Monday, February 5, 2018

February 5, 1923 -- Last Run for Fire House Horses



February 5, 1923 – Buck and Beauty, along with Dan and Teddy, gallop out of the fire station at 10 East Hubbard Street, on this day, responding to a false alarm at Chicago Avenue and State Street.  It turns out that the alarm has been pulled purposely as part of a celebration of the retirement of horse-drawn firefighting equipment in Chicago.  With the retirement of the Hubbard Street horses, the city becomes the first city in the country with more than 500,000 residents to claim a completely motorized fire department.  In April of 1921 there were still 350 horses pulling fire equipment in the city.  That was when the fire department’s business manager, John F. Cullerton, led a city council subcommittee through a dozen cities to see if motorized fire equipment was workable.  The answer was clear.  Cullerton estimated that the changeover would save the city a half-million dollars in maintenance fees alone since each horse cost the city an average of $3,621 a year to maintain while motorized vehicles cost $1,000. [Chicago Daily Tribune, July 17, 1983]  Buck and Beauty were sold to a country pastor.  No one knows what happened to Dan, but Teddy ended up pulling a milk wagon. While on that job he was hit by an auto at Forty-Seventh and Michigan, and was thrown to the ground with his hip and leg smashed.  As the Chicago Daily Tribune reported, “… Ted lay still as a police patrol wagon sped to the scene.  As the wagon approached – its bell clanging – Ted, conditioned to the fire bell, responded.  He rose to three legs, plunged ahead a few feet, and then toppled.  A veterinarian, tears in his eyes, ended Ted’s misery with a bullet.”

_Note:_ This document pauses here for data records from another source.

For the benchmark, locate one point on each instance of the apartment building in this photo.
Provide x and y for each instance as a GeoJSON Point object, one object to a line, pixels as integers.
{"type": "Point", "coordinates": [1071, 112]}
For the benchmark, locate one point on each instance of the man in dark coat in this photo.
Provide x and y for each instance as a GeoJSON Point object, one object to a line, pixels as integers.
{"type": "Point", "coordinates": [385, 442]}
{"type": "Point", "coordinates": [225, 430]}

February 5, 1921 – Formal action is taken on this date to obtain a state charter for the Chicago Zoological Society which plans to build a zoo and gardens on 300 acres of land that Mrs. Edith Rockefeller McCormick has donated to the forest preserve.  The president of the county board and the head of the forest preserve commissioners, Peter Reinberg, who is also one of the incorporators of the society, writes, “Though only in its tentative stage, the prevalent idea is that the organization shall follow closely that which has brought the Art Institute of Chicago to its acknowledged high standard.”  [Chicago Daily Tribune, February 6, 1921] Commissioners of the new society will include:  Frank J. Wilson; William Hector MacLean; George A. Miller; Charles L. Hutchinson, president of the Art Institute of Chicago; Charles H. Wacker, chairman of the Chicago Plan Commission; and Judson F. Stone, manager of the McCormick family realty interests.  The location of the anticipated zoo is between Thirty-First Street and Thirty-Fifth Streets and is bordered by the Des Plaines River and Salt Creek.  It is anticipated that Pershing Road will lead to the grounds and that the Chicago Plan Commission will “lend its aid toward beautifying the approach to the gardens.”  The story explains why the street that runs past the south lot of Brookfield Zoo is Rockefeller Avenue.


February 5, 1998 -- The Canadian National Railroad Co. announces that it is in negotiations to acquire the Illinois Central Railroad, the "Main Line of Mid-America," a railroad that began in 1849 when Senator Stephen Douglas secured a federal land grant for the start-up, the first such grant ever awarded to a railroad. Douglas was also instrumental in a deal that allowed the I. C. to purchase a 200-foot right of way through the South Side for $21,310. Later, the line built a trestle in the lake opposite the center of the city that carried trains to a freight yard on the river. The fill that was over the years placed between that trestle and the edge of the city is now Grant Park. Mark Twain worked as a steamboat pilot on an Illinois Central boat that connected the railroad to the south. A young engineer named John Luther "Casey" Jones began his career operating trains that carried passengers form the Loop to the 1893 fair in Hyde Park. With Canadian National's announcement a love-hate relationship between Chicago and the Illinois Central that has lasted for close to 150 years is nearly at an end.